How to pay for Luther Burbank

Instead of asking citizens to renew the expiring levy for Luther Burbank Park, city officials plan to develop a list of needed park improvements and ask voters to approve it next year.

Instead of asking citizens to renew the expiring levy for Luther Burbank Park, city officials plan to develop a list of needed park improvements and ask voters to approve it next year.

During its summer planning session on June 16, the City Council directed city manager Rich Conrad and his staff to come up with a plan to fund several capital improvement projects throughout the Island’s parks.

The Council’s “givens,” or preferred projects that made the initial list, include several improvements at Luther Burbank Park and converting some existing playfields to field turf. At Luther Burbank, the council advised city staff it wanted a small boat center, which Conrad dubbed “Myra’s Navy” in recognition of citizen activist Myra Lupton. The boat center would be a boat house possibly filled with kayaks, small sailboats, canoes and other watercraft. Council members also want a pedestrian-bike path that connects Luther Burbank with the Town Center, some hillside erosion repairs and some much-needed shoreline restoration.

The city also will seek public input for selecting other park projects. In order to determine the list of improvements, officials want to create a stakeholders group composed of representatives from all of the Island’s park users. Those groups will ultimately devise a recommendation of the most desirable park improvements and present it to the council.

“They are actually going to be the people who sell [the plan] to the public,” Conrad said of the focus group. “They’ll all have to learn to work together and compromise, which will be a good thing.”

Islanders will have to approve the final list of projects and the associated cost in the general election of November 2008. Council members asked Conrad to come back with a plan that would upgrade, repair and modify numerous parks for the next 15 years, without spending more than $900,000 per year.

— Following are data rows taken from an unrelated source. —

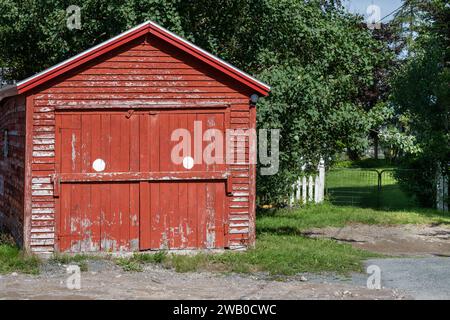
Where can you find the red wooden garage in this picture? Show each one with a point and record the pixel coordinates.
(86, 150)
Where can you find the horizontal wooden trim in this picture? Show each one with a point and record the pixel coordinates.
(140, 176)
(142, 107)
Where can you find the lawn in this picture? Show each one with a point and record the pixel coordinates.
(12, 259)
(282, 248)
(355, 183)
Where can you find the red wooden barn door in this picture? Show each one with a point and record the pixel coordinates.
(181, 214)
(97, 212)
(141, 199)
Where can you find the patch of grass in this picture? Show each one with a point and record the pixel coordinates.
(326, 215)
(365, 163)
(80, 260)
(130, 265)
(283, 247)
(12, 259)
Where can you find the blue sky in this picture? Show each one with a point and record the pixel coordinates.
(360, 6)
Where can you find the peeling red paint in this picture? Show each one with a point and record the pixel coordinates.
(121, 108)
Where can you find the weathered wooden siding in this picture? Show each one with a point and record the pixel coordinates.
(146, 73)
(12, 120)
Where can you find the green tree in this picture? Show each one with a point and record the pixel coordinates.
(421, 91)
(319, 60)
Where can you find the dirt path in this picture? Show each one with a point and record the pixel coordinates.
(405, 240)
(104, 280)
(158, 283)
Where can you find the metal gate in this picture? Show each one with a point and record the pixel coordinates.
(369, 188)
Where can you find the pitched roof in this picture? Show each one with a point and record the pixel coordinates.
(125, 37)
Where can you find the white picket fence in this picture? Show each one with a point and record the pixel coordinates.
(309, 189)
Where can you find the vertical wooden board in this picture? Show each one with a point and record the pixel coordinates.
(58, 211)
(65, 147)
(192, 221)
(164, 142)
(220, 154)
(174, 218)
(134, 187)
(219, 213)
(124, 221)
(157, 223)
(96, 188)
(183, 196)
(76, 211)
(64, 236)
(86, 222)
(210, 222)
(165, 189)
(144, 189)
(106, 215)
(201, 215)
(116, 194)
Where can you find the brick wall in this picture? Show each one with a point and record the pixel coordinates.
(12, 122)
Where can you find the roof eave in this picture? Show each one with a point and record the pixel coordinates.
(160, 32)
(8, 91)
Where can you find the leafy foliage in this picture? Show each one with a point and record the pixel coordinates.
(421, 92)
(320, 60)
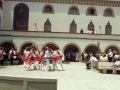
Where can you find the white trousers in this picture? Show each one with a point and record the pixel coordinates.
(27, 65)
(59, 62)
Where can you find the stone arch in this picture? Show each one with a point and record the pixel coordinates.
(21, 17)
(25, 44)
(73, 27)
(92, 8)
(47, 25)
(74, 48)
(112, 12)
(92, 48)
(77, 12)
(1, 4)
(52, 44)
(48, 5)
(108, 28)
(113, 47)
(7, 44)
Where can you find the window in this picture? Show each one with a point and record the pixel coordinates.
(73, 10)
(91, 11)
(108, 12)
(48, 9)
(21, 17)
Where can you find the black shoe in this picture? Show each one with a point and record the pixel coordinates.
(88, 68)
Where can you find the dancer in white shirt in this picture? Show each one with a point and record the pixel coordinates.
(27, 58)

If the council decides to seek the maximum 15-year, $13.5 million measure, it would increase property taxes by about $100 per household according to an informal estimate by city finance director Chip Corder. The average Island property owner currently pays about $50 per year for the existing Luther Burbank levy, meaning there would be an incremental increase of about $50.

Rather than ask the public to renew the Luther Burbank levy, the Council decided to transfer the operating and maintenance costs of Luther Burbank into the city’s general fund, along with all the other parks. However, the funds that are typically used for park improvements will be lost by the addition of Luther Burbank.

The city’s operating and maintenance costs are typically paid for from its general fund, which gets revenue through conventional tax dollars, such as sales tax. Capital improvement projects traditionally are paid for with voter-approved levy dollars. Islanders approved a six-year levy to fund Luther Burbank Park after the city acquired it from the county in 2003. That levy expires at the end of 2009.

Conrad said he hopes the city will have developed a plan by the end of this year. In the first few months of 2008, the Council will have the opportunity to fine tune the recommendation from the stakeholders group. Officials plan to have the official ballot measure ready in May 2008, in time for the November ballot.